Die Skulpturen Toni Stegmayers widersetzen sich der mentalen Rotation in dem Maße, in dem sie diese provozieren: Sie könnten gar nicht "passend" gemacht werden, denn die Steine sind so raffiniert gebrochen und geschnitten, daß die Bruchflächen eine derartige "Korrektur" gar nicht erlauben würden.

Von den kühlen und elementaren Formen dieser Skulpturen geht eine Beunruhigung aus. Die meditative Stille, die diese minimalistischen blockhaften Gebilde zunächst auszuströmen scheinen, enthält ihre eigene Störung. Sie führt nicht in die ästhetische Ausgewogenheit klassischer Maßverhältnisse. Da ist etwas, spürt man, das Reibung verursacht, das als visuelle Erfahrung beginnt, das als solche begriffen werden will und das die Gedanken in Bewegung setzt.

Nach einer gewissen Zeit wird deutlich, daß Toni Stegmayer eine Strategie der sublimen Verstörung verfolgt. Die Steinstelen in der Werkgruppe "Konstellationen" - der Künstler vergleicht sie mit Wirbelsäulen - sind zunächst unversehrt, dann werden sie bis zur Mitte angeschnitten und anschließend gebrochen. Das Schneiden und Brechen verändert die Stelen so, daß sie sich etwas neigen. Und diese Neigung ist es, die für Verstörung sorgt. Je länger man hinschaut, desto mehr erscheinen die soliden Stelen fragil. Vielleicht könnten sie sogar einstürzen? Es wächst das Bedürfnis, sie korrigieren, sie aufzurichten zu wollen. Der Betrachter vollführt in der Tat eine "mentale Rotation"

Hat man sich betrachend so weit auf die Arbeiten Toni Stegmayers eingelassen, erreicht man den Punkt, an dem die Wahrnehmung unversehens in Reflexion umschlägt. Denn der Versuch, Brüche zu beheben, "die Dinge gerade zu rücken" , Widersprüche auszugleichen, und das Erlebnis seines Scheiterns ist eine grundlegende Erfahrung des In-der-Welt-Seins

Zugleich reflektieren diese Skulpturen das Phänomen der Zeit. Inmitten einer Formenwelt aus geraden Kanten und ebenen Flächen tun sich im wahrsten Sinne des Wortes Risse auf, wurde Stein aufgebrochen, der seine ungeformte Natur zeigt, die den Menschen an sich nicht braucht. Was sichtbar wird, ist komprimierte Zeit, das Residuum der nach Jahrmillionen zählenden Erdgeschichte, die mit unserer eigenen Zeit kontrastiert wird.

Die virtuelle Welt der Videokameras, Monitore und Dokumentationen, die Toni Stegmayer in manchen seiner Arbeiten mit dem so handgreiflichen und dauerhaften Material des Bildhauers kombiniert, sind der andere Pol dieser Meditation über die Zeit. Sie machen den Kontrast erlebbar - man könnte auch sagen, die Kluft - zwischen geologischen Epochen und dem im Vergleich mit ihnen winzigen Zeitraum, der zum Bearbeiten des Steins erforderlich ist. Sie führen in das Mit- und Gegeneinander von realer und virtueller Gegenwart, in dem wir uns alle bewegen müssen, das wir alle so oder so für uns zu bewältigen suchen und dessen Spannung wir doch als unaufhebbar erfahren.

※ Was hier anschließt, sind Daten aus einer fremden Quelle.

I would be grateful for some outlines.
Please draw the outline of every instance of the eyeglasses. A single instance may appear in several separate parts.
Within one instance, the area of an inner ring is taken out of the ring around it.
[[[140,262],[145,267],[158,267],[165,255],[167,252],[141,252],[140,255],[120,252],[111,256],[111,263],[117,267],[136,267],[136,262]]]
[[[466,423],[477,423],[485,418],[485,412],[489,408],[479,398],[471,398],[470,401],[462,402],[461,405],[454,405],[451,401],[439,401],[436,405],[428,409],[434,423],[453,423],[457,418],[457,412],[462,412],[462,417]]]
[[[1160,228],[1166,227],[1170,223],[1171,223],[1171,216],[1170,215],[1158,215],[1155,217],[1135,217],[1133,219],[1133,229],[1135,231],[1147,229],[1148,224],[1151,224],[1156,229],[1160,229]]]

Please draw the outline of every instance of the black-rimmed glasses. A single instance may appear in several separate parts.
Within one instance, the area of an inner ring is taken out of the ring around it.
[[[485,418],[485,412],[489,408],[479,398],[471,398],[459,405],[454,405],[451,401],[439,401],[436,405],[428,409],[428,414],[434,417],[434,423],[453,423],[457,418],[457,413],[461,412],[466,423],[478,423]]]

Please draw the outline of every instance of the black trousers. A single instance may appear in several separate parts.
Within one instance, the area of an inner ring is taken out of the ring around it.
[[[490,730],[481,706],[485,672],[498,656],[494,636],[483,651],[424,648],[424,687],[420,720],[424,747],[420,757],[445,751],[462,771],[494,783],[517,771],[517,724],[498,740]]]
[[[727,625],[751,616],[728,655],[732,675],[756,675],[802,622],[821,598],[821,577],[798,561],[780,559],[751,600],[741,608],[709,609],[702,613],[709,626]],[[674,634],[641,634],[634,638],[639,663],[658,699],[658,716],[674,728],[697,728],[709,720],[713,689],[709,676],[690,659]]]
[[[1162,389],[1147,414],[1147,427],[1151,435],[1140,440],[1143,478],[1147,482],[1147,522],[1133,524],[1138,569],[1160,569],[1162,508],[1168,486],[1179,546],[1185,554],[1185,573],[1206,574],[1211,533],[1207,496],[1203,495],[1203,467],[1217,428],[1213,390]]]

Im tiefsten Innern der künstlerischen Form liegt auch eine Trauer, eine Spur von Verlust. Eine Skulptur, ein Bild, eine Zeichnung ist auch eine Erstarrung. Eine Einschränkung der unabsehbaren Formenvielfalt. Die materiell gewordenen Formen und Farben haben im Potential des Nicht-Seins einen "Riß" hinterlassen, sie haben das Reservoir dessen verringert, was hätte sein können Zugleich aber geht von jedem geglückten Werk eine Erfüllung aus, die sich jedem mitteilt, der die nötige Zeit, Bereitschaft und Unvoreingenommenheit mitbringt. Ist dies ein Widerspruch, eine unauflösbare contradictio in adiecto.

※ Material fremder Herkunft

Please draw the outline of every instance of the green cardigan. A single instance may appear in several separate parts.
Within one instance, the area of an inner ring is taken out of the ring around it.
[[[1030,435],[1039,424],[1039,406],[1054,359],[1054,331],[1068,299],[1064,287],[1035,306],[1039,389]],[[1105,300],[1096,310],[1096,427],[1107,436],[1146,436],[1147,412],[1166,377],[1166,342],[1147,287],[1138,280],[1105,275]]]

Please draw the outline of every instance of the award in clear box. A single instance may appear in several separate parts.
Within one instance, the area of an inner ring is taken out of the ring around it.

Beides ist wahr, und das Ganze ist ein Widerspruch, den man nicht aufheben kann. Aber man kann ihm ins Auge sehen, ihn sich bewußt machen und ihn produktiv werden lassen. Die Bilder von Cornelia Eichacker und die Skulpturen vonToni Stegmayer legen von diesem Prozeß auf ungewöhnliche und künstlerisch überzeugende Weise Zeugnis ab.